Ali Martin/The Guardian



Chris Cairns is set to face a further legal battle next year, with the former Indian Premier League chairman Lalit Modi  (pictured) launching a £1.5mn claim in the High Court in light of evidence heard during the cricketer’s recently concluded perjury trial.
On Monday, the former New Zealand captain was found not guilty of lying under oath when he told a court in 2012, during a libel victory over the Indian businessman Modi, that he had “never cheated at cricket and would never contemplate doing so”.
Modi, who tweeted two years earlier that he had excluded Cairns from the IPL auction due to a previous history of match-mixing while playing in the unsanctioned Indian Cricket League, was forced to pay £90,000 in damages to Cairns as part of a £1.5mn settlement.

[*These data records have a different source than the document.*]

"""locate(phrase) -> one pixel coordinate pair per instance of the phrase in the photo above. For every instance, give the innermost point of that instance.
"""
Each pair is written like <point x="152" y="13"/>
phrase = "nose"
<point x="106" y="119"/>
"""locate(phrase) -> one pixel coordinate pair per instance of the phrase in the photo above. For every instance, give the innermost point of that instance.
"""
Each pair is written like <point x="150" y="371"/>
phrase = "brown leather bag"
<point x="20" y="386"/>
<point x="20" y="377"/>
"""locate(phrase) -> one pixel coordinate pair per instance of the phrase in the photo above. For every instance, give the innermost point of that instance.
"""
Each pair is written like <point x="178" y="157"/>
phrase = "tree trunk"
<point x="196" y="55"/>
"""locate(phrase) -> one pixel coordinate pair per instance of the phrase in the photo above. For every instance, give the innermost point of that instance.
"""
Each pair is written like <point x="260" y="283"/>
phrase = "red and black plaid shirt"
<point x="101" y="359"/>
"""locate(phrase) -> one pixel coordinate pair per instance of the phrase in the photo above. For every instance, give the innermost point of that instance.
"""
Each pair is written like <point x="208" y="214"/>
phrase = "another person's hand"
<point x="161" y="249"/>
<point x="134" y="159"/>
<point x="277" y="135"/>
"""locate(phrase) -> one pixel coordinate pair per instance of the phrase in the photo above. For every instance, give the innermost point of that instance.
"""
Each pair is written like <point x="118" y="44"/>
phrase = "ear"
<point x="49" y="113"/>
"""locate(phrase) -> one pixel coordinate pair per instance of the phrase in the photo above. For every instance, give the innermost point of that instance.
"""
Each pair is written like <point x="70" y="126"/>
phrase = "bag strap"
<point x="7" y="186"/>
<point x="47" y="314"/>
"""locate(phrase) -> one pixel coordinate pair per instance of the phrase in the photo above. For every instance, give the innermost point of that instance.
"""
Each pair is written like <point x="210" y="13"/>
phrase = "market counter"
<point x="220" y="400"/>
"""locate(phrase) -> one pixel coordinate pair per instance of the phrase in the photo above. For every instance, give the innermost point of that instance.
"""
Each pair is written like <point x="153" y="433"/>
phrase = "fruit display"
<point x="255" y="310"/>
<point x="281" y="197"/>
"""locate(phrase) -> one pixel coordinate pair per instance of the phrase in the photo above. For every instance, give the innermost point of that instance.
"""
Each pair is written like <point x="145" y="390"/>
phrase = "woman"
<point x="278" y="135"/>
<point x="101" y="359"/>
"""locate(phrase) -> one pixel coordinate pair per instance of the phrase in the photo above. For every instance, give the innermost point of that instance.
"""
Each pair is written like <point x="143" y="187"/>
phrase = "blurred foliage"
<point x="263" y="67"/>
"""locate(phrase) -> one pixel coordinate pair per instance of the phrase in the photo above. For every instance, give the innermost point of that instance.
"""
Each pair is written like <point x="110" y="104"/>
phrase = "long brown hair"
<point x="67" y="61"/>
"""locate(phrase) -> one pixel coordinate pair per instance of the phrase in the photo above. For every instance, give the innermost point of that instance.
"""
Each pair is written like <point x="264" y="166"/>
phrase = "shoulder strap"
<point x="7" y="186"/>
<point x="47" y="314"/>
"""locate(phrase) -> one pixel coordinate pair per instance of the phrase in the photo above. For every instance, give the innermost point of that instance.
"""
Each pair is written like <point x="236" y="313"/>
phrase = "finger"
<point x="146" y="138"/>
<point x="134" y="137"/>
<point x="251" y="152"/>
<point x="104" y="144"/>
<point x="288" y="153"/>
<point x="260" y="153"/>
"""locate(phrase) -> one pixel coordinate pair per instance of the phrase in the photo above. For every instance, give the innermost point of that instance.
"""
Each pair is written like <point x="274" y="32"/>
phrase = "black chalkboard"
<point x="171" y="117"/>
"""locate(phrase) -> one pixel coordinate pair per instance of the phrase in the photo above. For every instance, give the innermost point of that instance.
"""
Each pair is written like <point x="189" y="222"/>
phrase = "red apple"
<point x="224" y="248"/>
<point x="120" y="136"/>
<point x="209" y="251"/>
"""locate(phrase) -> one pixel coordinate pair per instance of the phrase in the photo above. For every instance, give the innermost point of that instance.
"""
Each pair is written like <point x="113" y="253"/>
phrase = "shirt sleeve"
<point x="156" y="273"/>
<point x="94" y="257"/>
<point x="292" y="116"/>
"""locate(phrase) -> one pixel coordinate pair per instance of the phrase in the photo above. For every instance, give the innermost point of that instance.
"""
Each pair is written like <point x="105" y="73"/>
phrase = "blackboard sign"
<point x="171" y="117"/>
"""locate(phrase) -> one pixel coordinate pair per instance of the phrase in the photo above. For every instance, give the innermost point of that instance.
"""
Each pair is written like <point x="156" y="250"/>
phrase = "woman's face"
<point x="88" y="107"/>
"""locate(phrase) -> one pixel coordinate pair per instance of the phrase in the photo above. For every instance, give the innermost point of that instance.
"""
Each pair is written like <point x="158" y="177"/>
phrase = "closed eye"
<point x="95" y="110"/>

That case, however, did not hear from either the former batsman Lou Vincent or the current New Zealand captain Brendon McCullum, both of whom gave evidence against Cairns’ during his recent criminal case at Southwark Crown Court, in which he was acquitted by a majority verdict following an eight-week trial.
According to a report in the Daily Telegraph, Modi’s lawyers have now lodged a case to have the libel verdict set aside and sue him for fraud in a bid to reclaim the payout, with a civil suit having a lower standard of proof than a criminal case.
Cairns would be forced to return to the UK to defend the claim, although neither Vincent nor McCullum would be legally obliged to appear as it would be a civil trial, with both living outside the jurisdiction of the court.
Asked about the prospect of a further legal battle with Modi, Cairns on Monday told Newstalk ZB radio in New Zealand: “In the words of [Winston] Churchill, it is not the end. It is not the beginning of the end but the end of the beginning.
“I think a man with his means and his power, he lurks out there and I have to be very, very conscious of that. I will take stock and deal with that situation and, if it does come about, I will take it in my stride.”